Terpidana mati di RI 'tak tahu tanggal eksekusi'

  • 27 Maret 2014
Hukuman mati
Hukuman mati di dunia meningkat 15 persen, kata Amnesty

Indonesia termasuk salah satu dari lima negara dimana terpidana mati, keluarga dan pengacara mereka tidak diberi tahu mengenai eksekusi matinya, ungkap sebuah laporan Amnesty Internasional yang dikeluarkan Rabu (26/03).

Sepanjang tahun 2013, Indonesia mengeksekusi lima orang terpidana.

Laporan tahunan mengenai hukuman mati ini dikeluarkan Amnesty International di seluruh dunia karena hak hidup adalah hak manusia yang paling mendasar.

Selain itu Amnesty juga mengemukakan tidak ada korelasi antara hukuman mati dengan menurunnnya angka kriminalitas.

Menanggapi laporan Amnesty ini, Bhatara Ibnu Reza, peneliti Imparsial, sebuah lembaga sosial masyarakat yang mengawasi pelanggaran Hak Asasi Manusia di Indonesia, mengatakan laporan ini senada dengan hasil penelitian Imparsial yang dilakukan sejak tahun 2010.

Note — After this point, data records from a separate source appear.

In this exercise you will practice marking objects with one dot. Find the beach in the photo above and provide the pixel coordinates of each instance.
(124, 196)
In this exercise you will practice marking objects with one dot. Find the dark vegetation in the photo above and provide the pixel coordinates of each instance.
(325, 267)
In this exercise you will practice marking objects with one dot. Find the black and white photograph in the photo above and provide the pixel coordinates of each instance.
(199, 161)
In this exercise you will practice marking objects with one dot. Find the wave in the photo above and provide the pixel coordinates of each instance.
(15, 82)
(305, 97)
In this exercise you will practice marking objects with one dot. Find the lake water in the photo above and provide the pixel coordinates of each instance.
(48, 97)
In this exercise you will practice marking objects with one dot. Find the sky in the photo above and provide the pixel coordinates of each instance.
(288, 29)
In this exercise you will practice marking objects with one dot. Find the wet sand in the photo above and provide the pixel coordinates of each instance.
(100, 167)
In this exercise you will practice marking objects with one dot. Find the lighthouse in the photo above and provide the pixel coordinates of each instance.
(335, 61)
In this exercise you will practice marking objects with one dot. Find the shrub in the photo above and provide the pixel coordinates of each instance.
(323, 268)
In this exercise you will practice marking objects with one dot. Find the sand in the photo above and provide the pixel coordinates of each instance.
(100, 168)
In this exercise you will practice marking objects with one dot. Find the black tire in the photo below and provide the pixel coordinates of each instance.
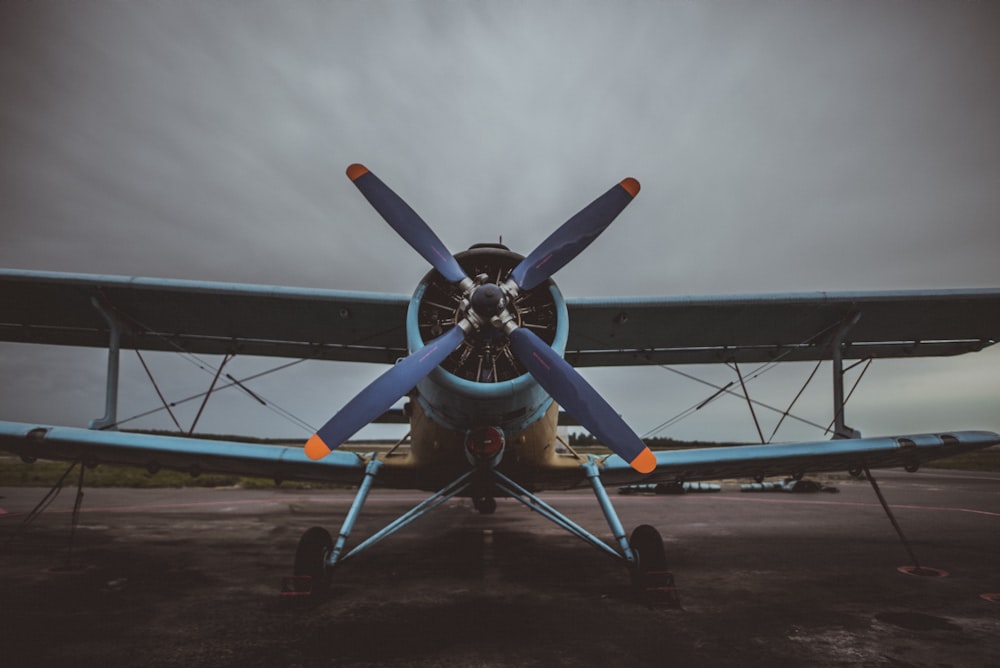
(486, 506)
(310, 557)
(650, 557)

Bhatara menjelaskan hal tersebut melanggar undang-undang Indonesia yang menyatakan terpidana hukuman mati memiliki hak untuk mengetahui putusan itu telah memiliki kekuatan hukum tetap.

"Bagi kita, adalah sangat penting bagi pemerintah untuk memperhatikan tata cara yang dibuat oleh pemerintah. Sehingga tidak lagi hak untuk hidup dari terdakwa atau terpidana dikurangi, terlebih lagi ada pelanggaran secara prosedural dari hak terpidana tersebut," kata Bhatara kepada BBC Indonesia.

Abolisi hukuman mati

Terkait dengan kasus hukuman mati yang dijatuhkan pengadilan Arab Saudi terhadap tenaga kerja wanita asal Indonesia Satinah, Bhatara menganggap Indonesia tidak memiliki dasar untuk menghadapi negara yang mempidanakan hukuman mati karena Indonesia juga menerapkan hukum yang sama.

"Satu-satunya cara untuk Indonesia bisa berdiri tegak dan berbicara kepada negara-negara tersebut adalah dengan melakukan abolisi," jelas Bhatara.

Sementara itu, selain Indonesia, empat negara lain yang juga tidak memberi tahu terpidana hukuman mati mengenai eksekusi adalah Jepang, Malaysia, Sudan Selatan dan India.

Laporan Amnesty juga menjelaskan jumlah hukuman mati di seluruh dunia meningkat 15% selama 2013 dan lima negara dengan eksekusi terbanyak adalah Iran, Irak, Arab Saudi, Cina dan Amerika Serikat.